What's in Sora's Pandora's Box? Does Sora Truly Understand the Physical World?

baoshi.rao

OpenAI, a global leader in AI, has dropped a new bombshell—the AI text-to-video model Sora.

Not only can it create highly realistic and imaginative scenes based on text prompts, but it can also generate seamless one-minute-long videos with astonishing consistency in characters, backgrounds, and smooth transitions between various shots.

In the field of text-to-video, giants like META and Runway, as well as other startup competitors, lag far behind in these aspects. For example, Runway can generate 4-second videos, extendable up to 16 seconds—the previous record for AI-generated video length. Stable Video and Pika offer 4-second and 3-second videos, respectively.

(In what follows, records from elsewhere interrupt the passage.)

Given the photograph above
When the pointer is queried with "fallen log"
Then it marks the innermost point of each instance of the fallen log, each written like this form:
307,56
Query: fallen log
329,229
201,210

Sora's multi-shot capability leaves competitors in the dust. Previous AI videos were limited to single shots, while Sora effortlessly switches between multiple angles while maintaining high consistency in characters, backgrounds, and style.

People can't help but exclaim: Will short videos, advertisements, and even blockbuster movies soon be 'one-click generated' from scripts?!

Before the industry can fully grasp the seismic impact on business models, experts have discovered that Sora's capabilities go even further—it may even understand the physical world! Not only can it interpret user requests, but it also comprehends how people and objects exist in the physical realm. For example, some analyses have used the classic example of 'pirate ships battling in a coffee cup' to explore Sora's god-level understanding of the physical world: shrinking pirate ships to a size where they can battle inside a coffee cup requires Sora to understand and adjust the relative sizes of these objects in real life; the liquid in the coffee cup would affect the movement of the pirate ships. Sora needs to simulate the effects of fluid dynamics. Additionally, there's the handling of lighting, shadows, gravity, buoyancy, motion, and other physical laws.

Although there are still some imperfections in the generated effects, it's clear that Sora seems to have some understanding of 'physics.' NVIDIA senior research scientist Jim Fan even asserts that 'Sora is a data-driven physics engine.'

However, there are differing opinions in the tech community about whether Sora truly understands the physical world.

The most direct opposition comes from Turing Award winner Yann LeCun, Meta's chief scientist and head of AI. In his view, merely generating realistic videos based on prompts doesn't mean a model understands the physical world, as the process of generating videos is entirely different from causal prediction based on a world model. He expressed his view on platform X: 'There is a 'huge' misconception here.'

The so-called 'world model' refers to modeling the real physical world, enabling machines to have a comprehensive and accurate understanding of the world, much like humans.

The 'world model' is actually one of the directions that text-to-video companies are striving toward. Sora is clearly aiming for the 'world model' as well. OpenAI's Sora research report is also titled 'Video Generation Models as World Simulators.' Regardless, the industry believes that the emergence of the Sora model will have a disruptive significance, and a new technological revolution is underway. However, it is still difficult to pinpoint a clear timeline for when this influence will reach its explosive potential.